While these examples lean towards the Australian dollars relative strength to the British pound at the moment, this method can of course be used across any two currencies that have a currently favourable rate.

America is a very different story. The Aussie dollar has been down by as much as 13 per cent again the greenback from around US75¢ earlier this year to US65¢ on Wednesday – the lowest in a quarter of a century if you ignore the wild fluctuations of the pandemic and the global financial crisis.

NAB head of foreign exchange strategy Ray Attrill told The Financial Review he doesn’t expect a major recovery until mid next year.  “The US has become very expensive, very quickly,” he said.

Mr Attrill said as far as Europe, the United Kingdom and Japan were concerned, the Australian dollar was doing well  with the Aussie at its best in 8 years against the Yen. It’s also strong against the Euro.

Is it worth it for a cheaper cruise?

It depends. If you’re not looking to splash 20 grand on a cruise, can you still get worthwhile savings? Well, here are the numbers. 

If we look P&O Cruises 19-night Mediterranean roundtrip from Southampton, leaving October 18, this starts from $2399GBP. In this instance, booking now compared to January 30 this year, when accounting for a 3% international transaction fee, will save you $278.43. Still a very significant sum to see shaved off your price. 
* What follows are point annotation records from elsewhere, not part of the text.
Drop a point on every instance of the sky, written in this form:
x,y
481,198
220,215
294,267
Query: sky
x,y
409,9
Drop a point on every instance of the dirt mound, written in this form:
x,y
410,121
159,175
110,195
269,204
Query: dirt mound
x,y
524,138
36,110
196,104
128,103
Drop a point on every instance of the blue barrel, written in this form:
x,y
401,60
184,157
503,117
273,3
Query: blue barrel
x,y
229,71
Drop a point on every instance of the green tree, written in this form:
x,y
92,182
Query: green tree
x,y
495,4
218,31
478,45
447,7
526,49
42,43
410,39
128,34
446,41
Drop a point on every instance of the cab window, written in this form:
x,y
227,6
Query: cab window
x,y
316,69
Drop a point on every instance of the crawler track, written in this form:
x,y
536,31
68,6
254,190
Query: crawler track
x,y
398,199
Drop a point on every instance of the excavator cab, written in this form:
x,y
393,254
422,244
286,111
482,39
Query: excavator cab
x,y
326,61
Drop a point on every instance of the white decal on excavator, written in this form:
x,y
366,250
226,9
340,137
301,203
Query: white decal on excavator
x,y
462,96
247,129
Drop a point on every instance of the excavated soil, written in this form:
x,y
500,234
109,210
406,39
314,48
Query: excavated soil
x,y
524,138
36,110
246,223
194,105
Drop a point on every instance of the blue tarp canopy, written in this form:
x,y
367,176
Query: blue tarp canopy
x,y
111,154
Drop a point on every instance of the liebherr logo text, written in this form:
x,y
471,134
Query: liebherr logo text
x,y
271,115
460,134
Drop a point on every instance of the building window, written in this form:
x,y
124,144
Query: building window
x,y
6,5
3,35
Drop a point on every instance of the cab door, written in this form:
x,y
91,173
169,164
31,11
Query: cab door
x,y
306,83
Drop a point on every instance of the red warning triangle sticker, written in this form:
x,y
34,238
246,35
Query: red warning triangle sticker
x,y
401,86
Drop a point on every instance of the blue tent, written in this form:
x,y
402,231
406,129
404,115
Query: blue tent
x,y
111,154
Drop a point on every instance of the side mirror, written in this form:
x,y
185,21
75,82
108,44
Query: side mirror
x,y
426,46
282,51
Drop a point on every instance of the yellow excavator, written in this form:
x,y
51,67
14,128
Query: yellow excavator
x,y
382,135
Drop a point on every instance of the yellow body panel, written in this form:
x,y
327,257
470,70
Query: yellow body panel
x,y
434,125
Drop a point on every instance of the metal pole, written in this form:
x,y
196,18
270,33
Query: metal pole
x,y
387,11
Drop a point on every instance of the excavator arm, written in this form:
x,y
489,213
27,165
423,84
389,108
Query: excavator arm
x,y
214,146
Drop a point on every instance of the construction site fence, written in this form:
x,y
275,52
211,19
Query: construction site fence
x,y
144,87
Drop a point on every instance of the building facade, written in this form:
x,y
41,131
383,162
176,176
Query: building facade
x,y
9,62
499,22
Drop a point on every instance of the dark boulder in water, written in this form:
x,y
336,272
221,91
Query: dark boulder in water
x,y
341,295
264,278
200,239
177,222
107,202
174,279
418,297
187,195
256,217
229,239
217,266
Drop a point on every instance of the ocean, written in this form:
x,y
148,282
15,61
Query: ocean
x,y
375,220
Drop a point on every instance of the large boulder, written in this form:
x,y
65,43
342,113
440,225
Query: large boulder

Your savings will of course be more significant the more expensive the cruise and the larger sum you are able to pay up front.

Deals to take advantage of 

Majestic Cruise Line, a small ship cruising line in Scotland is helping Aussie’s celebrate the AUD to GBP rate by offering customers to pay in full right now, with an offer of cancellation still available until 84 days before the cruise, minus a 20% deposit rate. 

You can view their range of itineraries across the islands of the Hebrides, Loch Ness and the Caledonian Canal and the Orkney Islands here.

Fred Olsen Cruise Lines are not only offering free beverages on bookings across 42 European cruises in 2023 for bookings made by the end of October, but prices are also in pounds so you can save big on the exchange rate by paying in full.

P&O Cruises also has deals for each month, with savings already being earned as part of promotions you can get that price down even lower through paying in British Pounds before it gets stronger again.